As últimas 24 horas da eleição sergipana pareceram uma mistura de convenção partidária, sessão de tribunal, programa de auditório e brincadeira de procurar candidato escondido. Fábio Mitidieri acendeu as luzes e colocou a máquina governista para desfilar. Valmir de Francisquinho passou o dia cercado de decisões, recursos e opiniões jurídicas, mas manteve uma serenidade que merece reconhecimento. Ricardo Marques tentou convencer o eleitor de que continua candidato, enquanto a própria direção do PL parece conferir diariamente a política de cancelamento da passagem. Emanuel Cacho e Dr. Helton Monteiro, por sua vez, enfrentaram o adversário mais cruel da política moderna: ninguém falando deles.
Fábio Mitidieri foi o dono da agenda. A convenção oficializou Jeferson Andrade como vice e apresentou André Moura e Rogério Carvalho ao Senado, reunindo partidos que, em condições normais de temperatura e pressão, dificilmente aceitariam sentar na mesma mesa sem um mediador e dois seguranças. Houve prefeitos, deputados, vereadores, caravanas, luzes, bandeiras e tanta liderança no palco que o eleitor comum poderia pensar que todos já haviam sido eleitos e só faltava escolher quem ficaria com a chave do Palácio. A fotografia foi poderosa, mas a unidade senatorial continua precisando de assistência técnica: André e Rogério aparecem juntos, porém alguns aliados ainda guardam um segundo voto particular no bolso. A chapa foi montada. O manual de fidelidade ainda está na gráfica. A composição entre Fábio, Jeferson, Rogério e André já havia sido anunciada após articulação política com o presidente Lula.
Valmir de Francisquinho não teve fogos, telão nem convenção nova para produzir imagens. Teve algo mais difícil: um incêndio jurídico para administrar sem sair correndo pelo corredor com o extintor na mão. A decisão envolvendo o ministro Sérgio Kukina alimentou pedidos de impugnação e discursos de adversários, enquanto a defesa sustenta que outras decisões e efeitos suspensivos preservam sua elegibilidade. A questão ainda dependerá da Justiça Eleitoral e não permite sentença política antecipada. O que chama atenção é a postura de Valmir: em vez de transformar a campanha num velório preventivo, reafirmou que continua candidato, deixou o jurídico trabalhar e manteve a voz no mesmo volume. Serenidade não ganha processo, mas evita que o candidato transforme o próprio palanque numa sala de pânico. Seus aliados, entre eles Priscila Felizola, André David e Eduardo Amorim, também sustentaram publicamente a continuidade do projeto. O Republicanos já havia oficializado Valmir e sua chapa em convenção realizada no bairro Santa Maria.
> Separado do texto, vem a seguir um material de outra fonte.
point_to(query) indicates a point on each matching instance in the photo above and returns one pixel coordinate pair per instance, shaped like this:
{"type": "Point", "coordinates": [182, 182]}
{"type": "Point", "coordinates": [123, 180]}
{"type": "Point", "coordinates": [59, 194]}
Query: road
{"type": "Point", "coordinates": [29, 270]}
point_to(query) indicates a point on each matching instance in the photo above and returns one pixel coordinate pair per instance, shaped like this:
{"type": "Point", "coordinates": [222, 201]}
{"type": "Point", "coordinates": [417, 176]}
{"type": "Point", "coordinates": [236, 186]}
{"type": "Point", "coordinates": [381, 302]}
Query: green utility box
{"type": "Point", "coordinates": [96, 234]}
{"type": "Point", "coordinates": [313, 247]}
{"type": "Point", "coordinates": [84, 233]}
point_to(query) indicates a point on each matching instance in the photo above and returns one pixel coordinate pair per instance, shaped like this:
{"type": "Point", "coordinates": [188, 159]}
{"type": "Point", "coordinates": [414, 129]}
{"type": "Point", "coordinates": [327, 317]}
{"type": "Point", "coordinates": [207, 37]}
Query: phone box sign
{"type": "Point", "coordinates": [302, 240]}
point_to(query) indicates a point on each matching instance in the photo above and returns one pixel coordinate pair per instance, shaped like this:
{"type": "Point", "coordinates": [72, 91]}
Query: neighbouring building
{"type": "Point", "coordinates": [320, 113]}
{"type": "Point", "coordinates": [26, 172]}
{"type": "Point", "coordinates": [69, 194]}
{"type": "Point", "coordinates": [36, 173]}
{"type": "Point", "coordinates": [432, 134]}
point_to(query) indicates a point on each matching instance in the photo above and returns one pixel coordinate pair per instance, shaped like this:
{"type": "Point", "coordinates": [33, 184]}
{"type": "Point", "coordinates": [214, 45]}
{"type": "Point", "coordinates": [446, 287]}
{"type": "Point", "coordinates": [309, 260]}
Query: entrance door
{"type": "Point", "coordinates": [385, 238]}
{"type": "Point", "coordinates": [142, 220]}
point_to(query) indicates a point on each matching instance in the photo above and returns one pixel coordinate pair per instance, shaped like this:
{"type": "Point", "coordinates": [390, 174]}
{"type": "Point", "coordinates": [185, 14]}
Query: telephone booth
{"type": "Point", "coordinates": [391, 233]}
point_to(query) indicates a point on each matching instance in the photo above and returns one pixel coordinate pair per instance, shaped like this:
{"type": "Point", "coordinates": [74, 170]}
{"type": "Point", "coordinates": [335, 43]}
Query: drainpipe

Valmir ainda recebeu uma pesquisa favorável justamente quando os adversários esperavam que ele aparecesse politicamente deitado numa maca. O levantamento INOR citado no dossiê colocou-o com 46,07%, contra 37,94% de Fábio, oferecendo combustível para a narrativa de que a batalha judicial não retirou sua competitividade eleitoral. Pesquisa não é urna, e outros levantamentos mostram cenários diferentes, mas, para quem passou o dia ouvindo a palavra “impugnação”, terminar a noite liderando um levantamento é quase sair de uma audiência e encontrar uma carreata na porta. Valmir conseguiu fazer algo politicamente importante: não controlar a pauta jurídica, mas impedir que ela engolisse completamente sua candidatura. Enquanto seus adversários tentavam escrever o epitáfio, ele permaneceu sentado, calmo, provavelmente perguntando se alguém já havia terminado de ler todos os recursos.
Ricardo Marques viveu a situação mais constrangedora. Está oficialmente na disputa pelo PL, com Pastora Salete como vice, mas sua candidatura parece funcionar com a observação “sujeita a alteração sem aviso prévio”. O presidente estadual do partido, Rodrigo Valadares, deixou claro que a prioridade é o Senado, o que transforma Ricardo no primeiro candidato ao governo que precisa pedir voto e, ao mesmo tempo, acompanhar as negociações para saber se continuará existindo até o fim da semana. Já Emanuel Cacho e Helton Monteiro passaram as 24 horas sem agenda pública capaz de disputar espaço com o espetáculo de Fábio ou a novela jurídica de Valmir. Emanuel representa o PSDB e o Cidadania; Helton, o PSOL e a Rede. Ambos possuem candidaturas legítimas, mas estão em modo avião: ligados, oficialmente disponíveis e sem sinal suficiente para chegar ao eleitor. No fim do dia, Fábio ganhou a manchete, Valmir preservou a resistência, Ricardo perdeu autonomia e Emanuel e Helton perderam até o fotógrafo.